18. es wäre doch möglich, oder?

54 8 19
                                    

— Podobają ci się takie ekscesy? — Pokiwał jedynie głową, nieświadomie zaciskając powieki nieco mocniej. Kobieta przybrała właśnie ten specyficzny ton głosu, który był dla niego czymś zupełnie nowym, mającym się od teraz kojarzyć wyłącznie z drobną postacią Frau Geiser. — Rozkosznie się więc składa, doprawdy. Z przykrością zauważam jednak, że wypadałoby wrócić do obozu, mein Jude. Jeszcze trochę i zaczną się tam o nas martwić. Możesz mi tylko obiecać, że nadal będziesz taki cudownie grzeczny, kiedy będziemy wracać do trzysta piątki, hmm?

Znowu poruszył głową w górę i w dół, fokusując się do reszty na drobnej, suchej dłoni na boku swojej twarzy.

Miał ochotę pyskować, nie zgodzić się z kobietą, albo chociaż zapewnić ją o tym, że będzie sprawiał problemy dla samej idei, ale zwyczajnie nie był w stanie. Całe ciało zdawało się mu odprężone i spokojne, jakby jego miejsce było właśnie pod malinowymi ustami plugawej szwabki i nigdzie indziej.

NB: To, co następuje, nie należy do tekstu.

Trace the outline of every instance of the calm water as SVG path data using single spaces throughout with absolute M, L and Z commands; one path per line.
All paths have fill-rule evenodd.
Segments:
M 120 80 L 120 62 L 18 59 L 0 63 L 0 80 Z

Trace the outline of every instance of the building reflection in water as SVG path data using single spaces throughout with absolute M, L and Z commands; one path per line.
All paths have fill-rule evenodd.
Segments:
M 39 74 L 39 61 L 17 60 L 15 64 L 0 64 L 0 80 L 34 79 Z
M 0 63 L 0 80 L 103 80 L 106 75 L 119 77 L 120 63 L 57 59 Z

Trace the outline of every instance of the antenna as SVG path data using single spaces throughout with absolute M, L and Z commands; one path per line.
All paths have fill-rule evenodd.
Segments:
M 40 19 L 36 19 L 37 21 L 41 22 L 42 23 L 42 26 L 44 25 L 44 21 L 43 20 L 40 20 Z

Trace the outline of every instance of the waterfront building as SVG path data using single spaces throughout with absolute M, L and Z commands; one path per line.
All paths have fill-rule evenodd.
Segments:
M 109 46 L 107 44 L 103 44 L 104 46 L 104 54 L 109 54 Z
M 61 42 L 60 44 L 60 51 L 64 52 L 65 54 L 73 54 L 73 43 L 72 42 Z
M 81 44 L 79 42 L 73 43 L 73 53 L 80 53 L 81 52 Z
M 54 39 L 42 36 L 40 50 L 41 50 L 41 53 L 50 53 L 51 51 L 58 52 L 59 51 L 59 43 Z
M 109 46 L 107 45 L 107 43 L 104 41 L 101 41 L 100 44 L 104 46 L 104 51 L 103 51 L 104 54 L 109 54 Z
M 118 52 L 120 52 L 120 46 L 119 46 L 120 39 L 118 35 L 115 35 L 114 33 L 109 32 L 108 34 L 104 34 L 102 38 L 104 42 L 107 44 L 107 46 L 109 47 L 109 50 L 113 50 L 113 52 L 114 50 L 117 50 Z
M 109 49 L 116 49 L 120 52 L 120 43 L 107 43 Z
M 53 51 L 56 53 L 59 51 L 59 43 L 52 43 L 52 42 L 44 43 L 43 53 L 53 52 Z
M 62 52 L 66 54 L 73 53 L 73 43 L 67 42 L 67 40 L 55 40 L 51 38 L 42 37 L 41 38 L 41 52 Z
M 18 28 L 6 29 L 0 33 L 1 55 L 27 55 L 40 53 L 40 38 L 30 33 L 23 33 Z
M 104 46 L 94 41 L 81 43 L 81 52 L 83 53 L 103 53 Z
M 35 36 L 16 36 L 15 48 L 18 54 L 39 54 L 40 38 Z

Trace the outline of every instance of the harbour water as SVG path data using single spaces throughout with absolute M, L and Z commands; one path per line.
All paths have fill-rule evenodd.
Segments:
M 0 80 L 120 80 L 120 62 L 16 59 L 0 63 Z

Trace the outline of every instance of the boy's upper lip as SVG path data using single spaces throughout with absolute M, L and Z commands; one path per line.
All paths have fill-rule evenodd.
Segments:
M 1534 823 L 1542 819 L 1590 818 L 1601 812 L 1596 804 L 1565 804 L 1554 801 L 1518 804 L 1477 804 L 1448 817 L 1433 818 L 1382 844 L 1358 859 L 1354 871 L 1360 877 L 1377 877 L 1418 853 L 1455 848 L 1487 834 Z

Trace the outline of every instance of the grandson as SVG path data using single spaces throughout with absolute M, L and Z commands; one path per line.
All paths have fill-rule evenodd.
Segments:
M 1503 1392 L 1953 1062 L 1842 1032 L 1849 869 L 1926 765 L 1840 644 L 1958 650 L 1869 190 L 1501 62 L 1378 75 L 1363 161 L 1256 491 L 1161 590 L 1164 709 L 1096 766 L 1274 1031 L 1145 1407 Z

Teza zupełnie nie wpisywała się w założenia ekspozycji hebrajskiej dumy narodowej i oporu wobec tych wszystkich hitlerków z obsesją na punkcie własnej rasy i paru zależności co do innych ras, ale jednocześnie wydawała się Zygmuntowi poprawna. Kobieta miała nad nim władzę. 

W sumie, wystarczy chyba, że nie będzie jej tego przyznawał z własnej inicjatywy, wciąż będzie wtedy niezależny i nieugięty przed tą ich śmieszną Rzeszą, reprezentowaną przez jedną małą szwabską doktor.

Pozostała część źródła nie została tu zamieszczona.